Un’altra mattinata di sole, quanta grazia!
Alle 10:30 però la long tail boat del resort ci porta al molo dove prendiamo il traghetto per Koh Lanta (200baht).
1ora e 30 di mare grossissimo. Onde alte come non avevo mai visto. Non pensavo avrei avuto così paura su una barca.
Tirato un sospiro di sollievo arrivando a terra, l’entusiasmo non decolla.
Koh Lanta è una grande delusione, su tutti i fronti.
Pare che lo tsunami del 2004 qui sia passato soltanto 10 giorni fa. È tutto un rottame, tutto distrutto e lasciato lì.

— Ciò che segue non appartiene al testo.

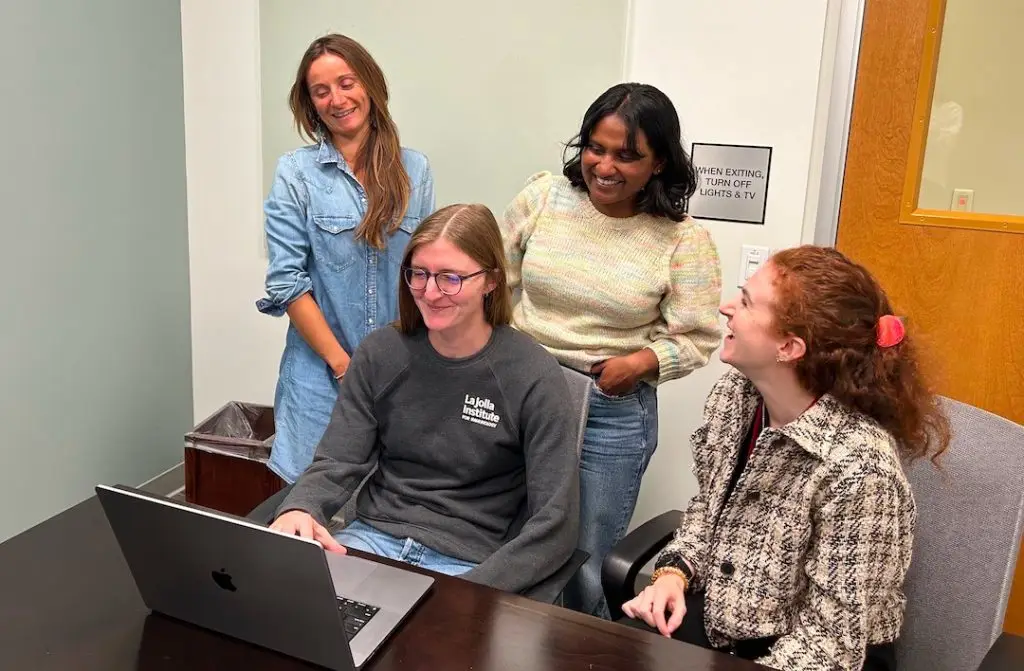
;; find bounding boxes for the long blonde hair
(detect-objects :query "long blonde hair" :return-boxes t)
[288,33,412,249]
[395,204,512,335]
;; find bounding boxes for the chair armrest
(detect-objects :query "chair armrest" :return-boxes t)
[522,549,590,603]
[246,485,294,525]
[978,633,1024,671]
[601,510,683,620]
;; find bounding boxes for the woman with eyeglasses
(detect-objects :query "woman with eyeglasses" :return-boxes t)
[272,205,580,592]
[256,34,434,483]
[503,84,722,618]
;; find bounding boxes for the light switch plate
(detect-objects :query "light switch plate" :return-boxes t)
[736,245,771,287]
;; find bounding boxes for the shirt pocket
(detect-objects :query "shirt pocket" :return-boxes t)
[387,215,421,272]
[746,492,811,601]
[312,214,359,270]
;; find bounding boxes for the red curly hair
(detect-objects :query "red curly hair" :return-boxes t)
[770,245,949,461]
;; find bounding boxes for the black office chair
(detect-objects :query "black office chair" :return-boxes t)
[247,368,594,603]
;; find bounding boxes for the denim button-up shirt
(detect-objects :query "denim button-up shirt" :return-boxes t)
[256,141,434,483]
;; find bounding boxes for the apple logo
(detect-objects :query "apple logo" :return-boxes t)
[210,569,238,592]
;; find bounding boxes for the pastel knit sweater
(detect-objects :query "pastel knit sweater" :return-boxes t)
[502,172,722,385]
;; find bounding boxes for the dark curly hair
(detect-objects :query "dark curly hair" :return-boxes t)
[562,83,697,221]
[770,245,949,462]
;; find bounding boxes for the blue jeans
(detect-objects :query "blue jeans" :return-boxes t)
[334,519,476,576]
[564,383,657,619]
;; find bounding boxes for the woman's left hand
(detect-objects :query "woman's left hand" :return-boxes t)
[590,348,657,396]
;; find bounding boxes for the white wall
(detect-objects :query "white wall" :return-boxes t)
[181,0,286,421]
[627,0,826,522]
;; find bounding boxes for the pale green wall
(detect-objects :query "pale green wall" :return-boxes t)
[0,0,193,540]
[259,0,627,216]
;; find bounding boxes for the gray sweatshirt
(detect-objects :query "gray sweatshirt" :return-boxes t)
[278,326,580,592]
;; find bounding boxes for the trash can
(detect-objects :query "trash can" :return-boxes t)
[184,401,285,515]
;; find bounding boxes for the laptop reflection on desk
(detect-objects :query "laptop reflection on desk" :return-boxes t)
[96,485,434,671]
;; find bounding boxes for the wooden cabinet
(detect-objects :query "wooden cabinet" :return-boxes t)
[184,402,285,515]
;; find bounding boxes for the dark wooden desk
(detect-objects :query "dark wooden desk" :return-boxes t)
[0,498,763,671]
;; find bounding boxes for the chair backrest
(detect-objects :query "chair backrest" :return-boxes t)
[897,399,1024,671]
[332,366,594,528]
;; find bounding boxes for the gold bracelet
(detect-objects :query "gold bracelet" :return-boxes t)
[650,567,690,592]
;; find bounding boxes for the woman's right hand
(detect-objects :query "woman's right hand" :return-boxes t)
[623,575,686,637]
[270,510,347,554]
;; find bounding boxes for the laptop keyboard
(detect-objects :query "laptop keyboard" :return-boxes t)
[338,596,380,640]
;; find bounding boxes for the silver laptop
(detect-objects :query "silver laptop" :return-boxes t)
[96,485,434,671]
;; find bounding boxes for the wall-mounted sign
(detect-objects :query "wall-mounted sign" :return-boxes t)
[688,142,771,224]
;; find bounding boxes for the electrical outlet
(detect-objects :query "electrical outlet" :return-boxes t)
[949,188,974,212]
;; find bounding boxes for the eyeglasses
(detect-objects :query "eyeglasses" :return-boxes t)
[402,266,490,296]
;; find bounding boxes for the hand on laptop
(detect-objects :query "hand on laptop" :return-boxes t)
[270,510,346,554]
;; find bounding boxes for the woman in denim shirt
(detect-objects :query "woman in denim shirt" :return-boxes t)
[257,34,434,483]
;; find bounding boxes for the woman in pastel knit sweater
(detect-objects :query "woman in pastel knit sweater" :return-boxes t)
[503,84,722,618]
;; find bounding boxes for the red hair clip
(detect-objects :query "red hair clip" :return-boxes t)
[874,314,906,347]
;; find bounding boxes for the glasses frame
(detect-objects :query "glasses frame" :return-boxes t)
[401,265,492,296]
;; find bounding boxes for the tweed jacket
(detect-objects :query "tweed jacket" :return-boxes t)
[656,371,916,671]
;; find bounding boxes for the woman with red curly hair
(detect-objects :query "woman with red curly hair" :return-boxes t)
[623,246,949,671]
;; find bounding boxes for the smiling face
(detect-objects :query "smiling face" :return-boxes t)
[580,114,657,217]
[719,261,803,378]
[306,52,371,138]
[410,238,497,338]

Anche il Coco Lanta Resort, prenotato la sera prima e caldamente consigliato su Booking, è molto avvilente.
Carino il piccolo bungalow privato con dehor e amaca, in muratura, nuovo.
Il resto è mal tenuto, foglie, rami, immondizia ovunque.
Bella piscina con idromassaggio, sporca anch’essa. Spiaggia ancor peggio.
Siamo certi di essere gli unici ospiti.
Ok, è bassa stagione, ma per custodirlo così male, piuttosto chiudi!
Climatizzatore e acqua calda ma niente compliments, solo saponetta.
Alla reception nessuno ad aspettarci (anzi, solo una piccola scimmietta curiosa) e nessuno al momento del check out, lasciamo lì la chiave.
Nemmeno il noleggio della moto è molto agevole.
L’agenzia appena fuori dal resort ha veicoli in condizioni discutibili. Caschi distrutti. E parlano inglese pochissimo.
Ce la facciamo comunque e partiamo alla scoperta dell’isola.
Infattibile la vita da spiaggia tra la sporcizia sulla sabbia, il vento e il mare di un poco invitante color marrone. Pareva il fiume Po dopo un’abbondante pioggia.
L’isola non ci riserva altre sorprese, nel senso che non c’è assolutamente nulla.
Le spiagge sono selvagge e incustodite, i paesi sono malconci e molta gente vive in baracche.
La zona sul lungomare dovrebbe essere la più turistica e popolata. Troviamo invece una decina di persone sedute in cima al lungo molo, a guardare l’orizzonte. Nessun’altro tra il paio di locali in vecchio legno che ricordato saloon old-west, solo alcuni bellissimi gatti, affatto socievoli.
Gli abitanti sono per la maggior parte musulmani e in giro vediamo quasi solo donne, coperte dal burqa, guidare pick-up e motorini.
La vegetazione è fitta e rigogliosa, ricorda Mauritius, con piante di banano e bovini che pascolano incustoditi.
Una particolarità: le pompe di benzina. Piccoli tavoli, al sole o coperti da un ombrellone, con in bella mostra 10/12 bottiglie di benzina. Si compra la bottiglia, e la signora-benzinaio la vuota nel serbatoio con un imbuto da cucina.
Ceniamo a pochi metri dal resort. Unico locale aperto nella zona. Il padrone è originario di Basilea, cordiale.
Mangiamo bene, fin troppo saporito e piccante.
Oltre ai soliti pad thai, proviamo un fried rice with red curry (riso fritto al curry), uno squisito involtino primavera e ci offrono uno strano piatto con pollo, tofu e granchio.
Il solito Cornetto Algida, acquistato in un mini mart, come dessert, e poi a dormire sotto il primo acquazzone della giornata.
La mattina dopo si cambia e per la prima volta ne siamo abbastanza entusiasti.
Un mini van verrà a prenderci la mattina presto, destinazione: Railay.